Cross-listed: CUST-5504H

ENGL-5306H

Offered:

  • Peterborough
Culture, Heritage & the Arts

This course will critically explore selected theoretical, empirical, and creative constructions, contestations and celebrations of Canadian culture(s). Course content ranges from the national to the local, examining cultural communities and identities, intellectual traditions, cultural policies, museums and galleries, and cultural expression in film, theatre and literature.

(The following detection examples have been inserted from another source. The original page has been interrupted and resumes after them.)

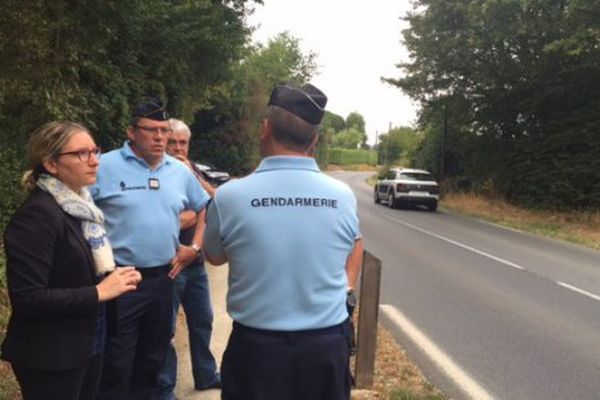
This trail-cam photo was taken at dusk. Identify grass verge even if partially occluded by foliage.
[441,193,600,250]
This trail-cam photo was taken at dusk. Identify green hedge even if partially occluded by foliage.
[329,148,377,165]
[0,148,26,242]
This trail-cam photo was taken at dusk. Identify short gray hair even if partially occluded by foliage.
[169,118,192,138]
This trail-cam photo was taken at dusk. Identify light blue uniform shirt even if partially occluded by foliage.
[204,157,360,331]
[90,143,210,268]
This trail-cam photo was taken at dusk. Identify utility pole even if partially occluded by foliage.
[439,100,448,183]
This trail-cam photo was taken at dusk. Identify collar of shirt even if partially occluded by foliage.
[254,156,321,173]
[121,141,171,170]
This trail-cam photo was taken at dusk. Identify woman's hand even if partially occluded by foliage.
[96,267,142,302]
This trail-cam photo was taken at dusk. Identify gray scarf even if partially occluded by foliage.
[37,174,115,276]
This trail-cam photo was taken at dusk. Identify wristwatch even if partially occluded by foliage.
[191,243,202,254]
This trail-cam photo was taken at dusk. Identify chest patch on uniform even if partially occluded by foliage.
[250,197,337,208]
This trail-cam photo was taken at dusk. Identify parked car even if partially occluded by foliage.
[195,163,230,186]
[373,168,440,211]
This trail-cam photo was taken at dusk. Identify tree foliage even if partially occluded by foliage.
[191,32,318,175]
[0,0,255,148]
[0,0,260,238]
[377,127,422,167]
[387,0,600,208]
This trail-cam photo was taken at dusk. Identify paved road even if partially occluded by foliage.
[333,173,600,400]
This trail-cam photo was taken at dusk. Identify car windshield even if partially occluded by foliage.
[400,172,434,181]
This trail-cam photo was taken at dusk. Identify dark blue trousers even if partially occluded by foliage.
[96,266,173,400]
[221,321,351,400]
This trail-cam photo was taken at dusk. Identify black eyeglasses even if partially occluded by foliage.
[58,147,102,162]
[134,125,173,135]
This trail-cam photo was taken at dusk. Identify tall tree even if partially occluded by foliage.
[192,32,318,174]
[387,0,600,211]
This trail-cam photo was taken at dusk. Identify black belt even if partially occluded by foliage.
[117,264,171,278]
[233,319,349,338]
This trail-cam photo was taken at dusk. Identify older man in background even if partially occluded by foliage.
[159,118,221,400]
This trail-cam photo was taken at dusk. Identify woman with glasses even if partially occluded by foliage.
[2,122,141,400]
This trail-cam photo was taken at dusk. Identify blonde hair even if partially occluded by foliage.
[21,121,91,192]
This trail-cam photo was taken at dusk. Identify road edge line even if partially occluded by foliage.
[379,304,494,400]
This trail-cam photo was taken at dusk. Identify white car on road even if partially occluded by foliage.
[373,168,440,211]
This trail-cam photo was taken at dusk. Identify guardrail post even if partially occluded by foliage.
[354,251,381,389]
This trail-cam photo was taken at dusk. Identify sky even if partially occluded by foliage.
[248,0,418,144]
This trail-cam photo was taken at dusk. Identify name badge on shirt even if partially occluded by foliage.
[148,178,160,190]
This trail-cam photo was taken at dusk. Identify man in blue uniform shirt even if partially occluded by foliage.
[91,101,209,400]
[158,118,221,400]
[204,85,363,400]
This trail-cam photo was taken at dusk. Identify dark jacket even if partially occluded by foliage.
[2,188,99,370]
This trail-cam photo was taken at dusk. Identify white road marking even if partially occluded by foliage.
[556,281,600,301]
[378,213,525,270]
[379,304,494,400]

Cross-listed: CSID-5202H, CAST-6102H

ENGL-5312H

Offered:

  • Peterborough
Reading Toronto

A city - and Toronto is no different - isn't just built; it's imagined into existence. In this course, we will discover the many Torontos that are mapped by the imaginations of authors and readers who are eager to build, amplify, and revise the meanings of Canada's largest urban region.

Cross-listed: CUST-5312H

ENGL-5315H

Offered:

  • Peterborough
Arts of Conflict: Violence, Art, and the Irish Troubles

This course will explore practical and theoretical conflicts between public violence and its cultural artifacts, including literature, film, murals, sculpture and parades. Our focus will be on twentieth- and twenty-first-century texts, images and public displays from Ireland, usually relating to the Irish Republican Army. We will question why modern cultural formations and political structures condemn violence even as they rely on it; and we will ask what place public violence has in a modern culture defined by its faith in the possibility of reasoning and debating all conflicts away. (Excludes CUST-4512H.)

Cross-listed: CUST-5315H

ENGL-5500Y

Offered:

  • Peterborough
Major Research Paper

Approximately 50 pages, modeled on a scholarly journal article. It is supervised and assessed by a member of the English graduate faculty. The grade will be assigned by the supervisor and a second reader from the English graduate faculty.

ENGL-5501H

Offered:

  • Peterborough
Identities & Social Movements

The course directly addresses a wave of identity politics and its controversial place even within seemingly identity-based movements. Readings on gender, queer theory and politics, disability, aging, and race will come from sociology and political science as well as cultural, literary and film studies.

Cross-listed: CSID-5501H, CAST-6401H

ENGL-5902H

Offered:

  • Peterborough
Special Topics

Courses may be offered in a variety of areas as a way of introducing students to new subject matter, research techniques or methodologies. After one year, these courses will be reviewed for inclusion in the regular program curriculum.